Actions runner API
The runner-facing HTTP surface lives in
internal/web/handlers/api/runners.go. It is mounted under /api/v1
in the CSRF-exempt API group, but it does not use PAT auth. Runners
authenticate first with a long-lived registration token and then with
short-lived per-job JWTs.
Auth model
Operators register a runner with:
shithubd admin runner register --name runner-1 --labels self-hosted,linux,ubuntu-latest
The command inserts workflow_runners, stores only a SHA-256 hash in
runner_tokens, and prints the 32-byte hex token once.
POST /api/v1/runners/heartbeat accepts:
Authorization: Bearer <registration-token>
When a queued job matches the runner labels and capacity is available, the response includes a job payload and a 15-minute job JWT. That JWT has claims:
{"sub":"runner:<id>","job_id":1,"run_id":1,"repo_id":1,"exp":0,"jti":"..."}
The signing key is derived from auth.totp_key_b64 with HKDF label
actions-runner-jwt-v1; the raw TOTP/secretbox key is not used
directly for JWT signing.
Job JWTs are single-use. Every job endpoint verifies the signature and
expiry, checks that the path job belongs to the claimed runner/run, and
then inserts jti into runner_jwt_used. A replay returns 401. To
support multi-step runner flows, successful in-flight job endpoints
return next_token and next_token_expires_at.
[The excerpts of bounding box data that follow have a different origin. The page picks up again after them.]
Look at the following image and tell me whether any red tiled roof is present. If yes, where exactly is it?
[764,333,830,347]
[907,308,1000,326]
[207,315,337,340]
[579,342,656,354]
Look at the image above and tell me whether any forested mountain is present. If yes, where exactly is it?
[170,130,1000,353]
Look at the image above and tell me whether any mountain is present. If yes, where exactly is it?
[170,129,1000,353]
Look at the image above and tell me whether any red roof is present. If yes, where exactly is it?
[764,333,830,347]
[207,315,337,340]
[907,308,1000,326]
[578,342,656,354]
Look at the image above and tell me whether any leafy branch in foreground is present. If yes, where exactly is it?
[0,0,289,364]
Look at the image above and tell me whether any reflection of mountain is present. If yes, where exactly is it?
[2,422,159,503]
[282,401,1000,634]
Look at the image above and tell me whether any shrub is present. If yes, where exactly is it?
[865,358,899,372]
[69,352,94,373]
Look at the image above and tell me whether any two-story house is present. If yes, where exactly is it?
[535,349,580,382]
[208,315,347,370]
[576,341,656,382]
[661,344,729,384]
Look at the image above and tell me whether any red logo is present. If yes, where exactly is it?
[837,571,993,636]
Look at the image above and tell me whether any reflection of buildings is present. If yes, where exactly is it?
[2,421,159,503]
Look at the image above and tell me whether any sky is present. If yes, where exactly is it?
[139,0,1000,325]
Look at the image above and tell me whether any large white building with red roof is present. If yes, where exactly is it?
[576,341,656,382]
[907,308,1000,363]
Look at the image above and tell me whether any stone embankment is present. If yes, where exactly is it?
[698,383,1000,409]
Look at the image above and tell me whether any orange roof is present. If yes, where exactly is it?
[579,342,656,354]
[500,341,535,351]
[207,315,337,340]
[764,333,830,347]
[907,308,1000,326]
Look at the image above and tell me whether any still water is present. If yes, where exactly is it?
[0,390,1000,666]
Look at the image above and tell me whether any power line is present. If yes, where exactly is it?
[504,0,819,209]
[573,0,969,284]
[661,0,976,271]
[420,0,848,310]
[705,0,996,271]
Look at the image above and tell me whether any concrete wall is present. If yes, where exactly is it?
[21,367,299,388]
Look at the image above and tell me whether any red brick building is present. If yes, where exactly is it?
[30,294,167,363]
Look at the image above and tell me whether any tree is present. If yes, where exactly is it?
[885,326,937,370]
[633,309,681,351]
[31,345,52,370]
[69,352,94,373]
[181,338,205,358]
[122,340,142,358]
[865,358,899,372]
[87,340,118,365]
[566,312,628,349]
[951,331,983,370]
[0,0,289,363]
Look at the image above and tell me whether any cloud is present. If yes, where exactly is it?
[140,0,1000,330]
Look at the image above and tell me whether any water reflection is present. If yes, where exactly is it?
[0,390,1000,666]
Consumed JWT rows are retained for 30 days after token expiry, then
pruned by the daily workflow:cleanup worker. This keeps the replay
gate audit trail available for recent jobs without letting the table
grow unbounded.
shithubd-runner consumes the same token chain: it claims with the
registration token, marks the job running with the first job JWT, then
uses each returned next_token serially for log chunks, step-status
updates, cancel checks, artifact upload requests, and finally the
terminal job-status update. Reusing any consumed job JWT is a replay and
must fail with 401.
Endpoints
POST /api/v1/runners/heartbeat
Request body:
{"labels":["ubuntu-latest","linux"],"capacity":1}
Returns 204 when no matching job is claimable. Returns 200 with
token, expires_at, and job when a job is claimed. Capacity is
enforced server-side by counting current workflow_jobs.status = 'running' rows for the runner while holding a row lock on the runner.
The job payload includes resolved secrets and mask_values; repo
secrets shadow org secrets with the same name. The server also stores
an encrypted claim-time copy of the mask values on
workflow_job_secret_masks so later log uploads are scrubbed against
the secrets that were actually handed to the runner, even if an
operator rotates or deletes a secret mid-job.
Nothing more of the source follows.